Selain masalah pajak, pemerintah juga merisaukan banyaknya barang impor yang diperdagangkan di e-commerce seperti Lazada, Blibli. Kementerian Perdagangan pun sempat mewacanakan kewajiban menjual minimal 80% produk dalam negeri pada marketplace. Namun, wacana itu belum juga terealisasi.

Regulasi lain yang tak kunjung terbit adalah menyangkut operasional perusahaan raksasa penyedia konten internet (Over the Top/OTT) seperti Google dan Facebook.

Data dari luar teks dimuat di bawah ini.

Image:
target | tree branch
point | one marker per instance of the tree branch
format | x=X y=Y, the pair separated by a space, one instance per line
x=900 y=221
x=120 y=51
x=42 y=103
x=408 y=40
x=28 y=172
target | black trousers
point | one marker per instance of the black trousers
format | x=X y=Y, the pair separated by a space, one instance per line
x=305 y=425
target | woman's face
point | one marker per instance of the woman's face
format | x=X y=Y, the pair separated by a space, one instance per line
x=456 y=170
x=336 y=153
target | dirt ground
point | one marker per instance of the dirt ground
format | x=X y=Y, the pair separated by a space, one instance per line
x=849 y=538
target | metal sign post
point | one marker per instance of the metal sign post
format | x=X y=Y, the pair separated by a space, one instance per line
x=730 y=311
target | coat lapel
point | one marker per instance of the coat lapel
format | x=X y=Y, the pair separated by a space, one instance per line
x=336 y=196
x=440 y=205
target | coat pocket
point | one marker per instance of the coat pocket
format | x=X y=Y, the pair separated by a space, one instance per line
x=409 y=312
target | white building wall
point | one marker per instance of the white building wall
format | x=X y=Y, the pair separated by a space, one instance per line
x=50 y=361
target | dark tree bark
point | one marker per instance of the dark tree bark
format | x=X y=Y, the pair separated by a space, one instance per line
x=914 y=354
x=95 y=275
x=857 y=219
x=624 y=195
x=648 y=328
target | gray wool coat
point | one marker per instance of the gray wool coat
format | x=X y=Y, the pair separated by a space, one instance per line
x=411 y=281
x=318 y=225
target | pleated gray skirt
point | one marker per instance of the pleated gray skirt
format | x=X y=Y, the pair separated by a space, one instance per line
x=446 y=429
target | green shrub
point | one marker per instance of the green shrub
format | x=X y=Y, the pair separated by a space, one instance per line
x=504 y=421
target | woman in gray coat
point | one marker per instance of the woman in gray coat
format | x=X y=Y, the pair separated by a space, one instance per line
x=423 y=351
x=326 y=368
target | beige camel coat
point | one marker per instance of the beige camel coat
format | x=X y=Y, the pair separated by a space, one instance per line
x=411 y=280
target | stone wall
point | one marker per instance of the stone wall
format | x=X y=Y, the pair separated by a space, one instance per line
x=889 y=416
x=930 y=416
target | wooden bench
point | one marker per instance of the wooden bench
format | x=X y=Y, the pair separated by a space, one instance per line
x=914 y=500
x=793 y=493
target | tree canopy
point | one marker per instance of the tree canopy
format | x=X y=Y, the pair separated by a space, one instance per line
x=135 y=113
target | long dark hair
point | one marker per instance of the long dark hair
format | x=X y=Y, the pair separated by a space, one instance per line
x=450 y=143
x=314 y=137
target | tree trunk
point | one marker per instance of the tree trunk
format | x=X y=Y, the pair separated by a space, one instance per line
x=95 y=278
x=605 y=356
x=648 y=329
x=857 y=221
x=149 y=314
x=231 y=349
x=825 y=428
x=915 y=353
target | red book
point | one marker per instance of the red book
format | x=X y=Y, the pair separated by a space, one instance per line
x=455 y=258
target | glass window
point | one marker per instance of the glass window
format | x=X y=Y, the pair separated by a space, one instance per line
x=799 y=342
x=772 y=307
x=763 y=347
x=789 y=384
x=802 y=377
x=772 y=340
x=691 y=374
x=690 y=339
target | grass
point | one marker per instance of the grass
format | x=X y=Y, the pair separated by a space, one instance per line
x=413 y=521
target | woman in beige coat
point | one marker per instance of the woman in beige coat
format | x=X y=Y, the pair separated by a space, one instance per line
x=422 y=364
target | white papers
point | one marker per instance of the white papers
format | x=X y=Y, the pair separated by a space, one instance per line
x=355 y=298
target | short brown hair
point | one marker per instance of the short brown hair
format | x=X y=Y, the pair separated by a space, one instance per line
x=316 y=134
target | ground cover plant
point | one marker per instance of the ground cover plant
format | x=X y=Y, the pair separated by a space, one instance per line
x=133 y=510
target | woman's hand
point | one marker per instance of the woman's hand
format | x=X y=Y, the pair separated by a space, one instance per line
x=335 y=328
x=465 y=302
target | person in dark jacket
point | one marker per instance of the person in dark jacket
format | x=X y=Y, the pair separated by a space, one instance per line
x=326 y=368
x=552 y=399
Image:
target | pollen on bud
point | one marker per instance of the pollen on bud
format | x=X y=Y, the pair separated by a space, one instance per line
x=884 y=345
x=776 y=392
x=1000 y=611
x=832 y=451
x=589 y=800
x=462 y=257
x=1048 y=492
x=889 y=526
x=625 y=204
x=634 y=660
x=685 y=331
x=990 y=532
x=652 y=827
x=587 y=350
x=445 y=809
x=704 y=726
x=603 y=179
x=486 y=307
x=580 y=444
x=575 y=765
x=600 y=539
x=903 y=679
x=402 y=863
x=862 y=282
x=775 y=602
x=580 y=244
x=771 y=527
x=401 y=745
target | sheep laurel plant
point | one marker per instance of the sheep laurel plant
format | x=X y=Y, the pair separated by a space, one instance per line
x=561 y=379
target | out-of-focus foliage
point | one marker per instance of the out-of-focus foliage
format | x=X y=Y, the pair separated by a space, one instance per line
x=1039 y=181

Menteri Komunikasi dan Informatika Rudiantara pernah menjanjikan bahwa regulasi soal pajak OTT bakal terbit kuartal pertama 2018. Rencananya, aturan tersebut akan mengacu pada Klasifikasi Baku Lapangan Usaha (KBLI) terbaru yang dirilis pada Mei 2017 lalu. Artinya, pajak OTT dipungut dengan skema perusahaan terbatas (PT) bukan Badan Usaha Tetap (BUT).

Namun, hingga memasuki kuartal kedua 2018, aturan tersebut belum juga dirilis pemerintah. Rudiantara mengatakan kebijakan itu bakal terbit setelah Google memenuhi kewajiban Tahun Pajak 2016. “Masa Google bisa, yang lain tidak?” kata dia beberapa waktu lalu.

(Baca juga: Hanya 7,39% Pengguna Internet Indonesia Pakai Aplikasi Perbankan)

Direktur Eksekutif Center for Indonesia Taxation Analysis (CITA) Yustinus Prastowo mengatakan, pemungutan pajak dengan skema PT akan lebih mudah dibanding BUT. Sebab, BUT merupakan kepanjangan tangan dari perusahaan induk, sehingga pajaknya pun mudah dimanipulasi. “Kalau PT sudah terpisah (dari perusahaan aslinya atau induk),” ujarnya.

Ketiga, aturan mengenai financial technology (fintech). Otoritas Jasa Keuangan (OJK) memang sudah menerbitkan aturan terkait Peer to Peer (P2P) Lending. Namun, fintech memiliki banyak jenis seperti equity crowdfunding, insurTech, dan RoboAdviser. OJK pun menargetkan peraturan inovasi keuangan digital--yang mencakup keseluruhan fintech--selesai Juni 2018.

"Mungkin akan lama karena melibatkan banyak Kementerian dan Lembaga (K/L)," ujar  Direktur Inovasi Keuangan Digital OJK Fithri Hadi.